Biomass production and extracellular metabolite profiles from aerobic and anaerobic batch cultures in bioreactors of the minimal glycolysis (MG) strain and a congenic reference strain (indicated by “C”). Shown are biomass and extracellular metabolite profiles from aerobic (A) and anaerobic (B) controlled batch cultures of the minimal glycolysis strain (MG) (open circles) and the prototrophic reference strain CEN.PK113-7D (closed circles). The data shown in the graphs are the average and average deviation of the mean from two independent cultures for each strain. The specific growth rate (μ [per hour]) and biomass-specific rates of glucose consumption (qs), ethanol production (qEtOH), glycerol production (qGlyc), and acetate production (qAce) (all expressed in millimoles per gram dry weight per hour) represent the average and standard deviation of data from four independent cultures for each strain. *, statistically significant (by two-tailed t test assuming the same variance in the populations) differences between the two tested strains (P = 0.03 and P = 0.02 for μ and qAce, respectively, in aerobic cultures).
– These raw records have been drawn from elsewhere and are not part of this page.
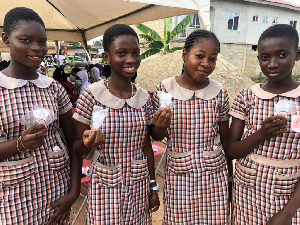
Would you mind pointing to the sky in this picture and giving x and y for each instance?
(291, 1)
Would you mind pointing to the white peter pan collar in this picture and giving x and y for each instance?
(102, 95)
(11, 83)
(181, 93)
(259, 92)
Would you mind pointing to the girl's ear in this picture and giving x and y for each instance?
(184, 55)
(105, 57)
(5, 38)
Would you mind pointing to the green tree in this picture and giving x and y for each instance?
(158, 44)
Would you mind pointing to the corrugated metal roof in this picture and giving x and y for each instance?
(284, 2)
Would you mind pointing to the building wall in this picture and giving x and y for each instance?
(245, 59)
(248, 31)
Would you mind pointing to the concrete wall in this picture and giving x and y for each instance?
(245, 59)
(248, 31)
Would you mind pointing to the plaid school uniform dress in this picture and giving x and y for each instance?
(119, 182)
(195, 181)
(260, 190)
(31, 181)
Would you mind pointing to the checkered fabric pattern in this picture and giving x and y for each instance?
(195, 184)
(119, 187)
(259, 191)
(36, 180)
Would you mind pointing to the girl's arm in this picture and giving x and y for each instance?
(160, 122)
(237, 148)
(31, 138)
(64, 204)
(285, 215)
(148, 151)
(86, 139)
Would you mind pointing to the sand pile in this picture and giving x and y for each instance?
(158, 67)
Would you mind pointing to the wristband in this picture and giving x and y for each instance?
(156, 188)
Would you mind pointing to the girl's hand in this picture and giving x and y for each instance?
(62, 209)
(272, 127)
(280, 218)
(162, 118)
(33, 137)
(92, 138)
(154, 202)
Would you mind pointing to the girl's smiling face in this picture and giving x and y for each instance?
(277, 57)
(124, 56)
(200, 60)
(27, 43)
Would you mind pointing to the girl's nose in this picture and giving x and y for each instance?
(35, 46)
(273, 63)
(205, 63)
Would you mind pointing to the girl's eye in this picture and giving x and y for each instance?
(199, 56)
(24, 40)
(121, 53)
(264, 57)
(282, 55)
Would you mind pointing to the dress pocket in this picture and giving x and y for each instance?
(245, 176)
(284, 184)
(180, 162)
(214, 160)
(16, 172)
(109, 176)
(139, 170)
(58, 160)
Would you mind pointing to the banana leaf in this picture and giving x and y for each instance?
(181, 26)
(149, 52)
(175, 49)
(146, 37)
(148, 31)
(156, 44)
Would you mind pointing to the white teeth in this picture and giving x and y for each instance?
(130, 68)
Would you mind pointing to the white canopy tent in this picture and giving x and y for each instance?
(83, 20)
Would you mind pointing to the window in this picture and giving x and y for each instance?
(255, 18)
(265, 19)
(194, 24)
(275, 20)
(293, 23)
(233, 21)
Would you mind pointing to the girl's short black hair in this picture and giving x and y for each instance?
(115, 31)
(280, 31)
(13, 18)
(197, 35)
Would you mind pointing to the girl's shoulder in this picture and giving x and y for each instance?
(11, 83)
(102, 95)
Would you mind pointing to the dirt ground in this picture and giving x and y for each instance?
(151, 72)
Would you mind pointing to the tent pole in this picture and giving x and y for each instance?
(85, 47)
(57, 53)
(204, 14)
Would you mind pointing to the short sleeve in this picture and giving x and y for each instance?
(238, 107)
(149, 111)
(224, 105)
(63, 99)
(84, 107)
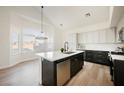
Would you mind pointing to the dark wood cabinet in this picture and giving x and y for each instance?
(77, 62)
(118, 72)
(49, 69)
(100, 57)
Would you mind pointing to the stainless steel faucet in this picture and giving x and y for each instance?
(66, 46)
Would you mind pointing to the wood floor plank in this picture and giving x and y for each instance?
(27, 74)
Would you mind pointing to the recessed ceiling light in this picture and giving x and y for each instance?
(88, 14)
(61, 25)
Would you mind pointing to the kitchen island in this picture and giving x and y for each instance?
(117, 69)
(58, 68)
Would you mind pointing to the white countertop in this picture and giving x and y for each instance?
(117, 57)
(56, 55)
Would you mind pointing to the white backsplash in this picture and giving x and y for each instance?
(104, 47)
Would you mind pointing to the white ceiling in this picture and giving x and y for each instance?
(74, 16)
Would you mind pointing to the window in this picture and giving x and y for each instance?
(28, 38)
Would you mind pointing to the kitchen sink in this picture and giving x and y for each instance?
(69, 52)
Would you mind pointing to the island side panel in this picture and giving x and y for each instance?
(48, 73)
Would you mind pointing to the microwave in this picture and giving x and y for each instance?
(121, 34)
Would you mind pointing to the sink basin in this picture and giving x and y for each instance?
(69, 52)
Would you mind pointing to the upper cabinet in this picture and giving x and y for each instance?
(103, 36)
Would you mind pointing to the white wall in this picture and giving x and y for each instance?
(4, 37)
(98, 27)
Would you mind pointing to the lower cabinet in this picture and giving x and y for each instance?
(118, 72)
(100, 57)
(60, 72)
(76, 64)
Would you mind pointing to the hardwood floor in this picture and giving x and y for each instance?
(23, 74)
(27, 74)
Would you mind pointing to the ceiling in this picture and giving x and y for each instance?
(69, 17)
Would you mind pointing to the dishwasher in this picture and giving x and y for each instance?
(63, 72)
To further compare growth of the MG strain in aerobic bioreactor batch cultures, its glycolytic enzyme activities in cell extracts, intracellular metabolite concentrations, and transcriptome were compared with those of a congenic reference strain. Remarkably, no significant differences were observed in the transcript levels of any of the major glycolytic paralogs or in vitro glycolytic enzyme activities (Fig. 3). With the exception of slightly higher intracellular concentrations of acetaldehyde, concentrations of glycolytic intermediates in the MG strain did not significantly differ from those in the reference strain. To explore potential impacts of the deletion of 13 minor glycolytic paralogs outside glycolysis, genome-wide transcript levels of the MG strain and the reference strain were compared. As few as 17 genes showed a significantly different transcript level (see Table S2 in the supplemental material), 12 of which were located on the duplicated regions on chromosomes III and V. An in-depth, comprehensive analysis of the MG strain in glucose-grown bioreactor batch cultures therefore failed to identify substantial impacts of the minor glycolytic paralogs on fluxes, intracellular metabolite concentrations, or gene expression.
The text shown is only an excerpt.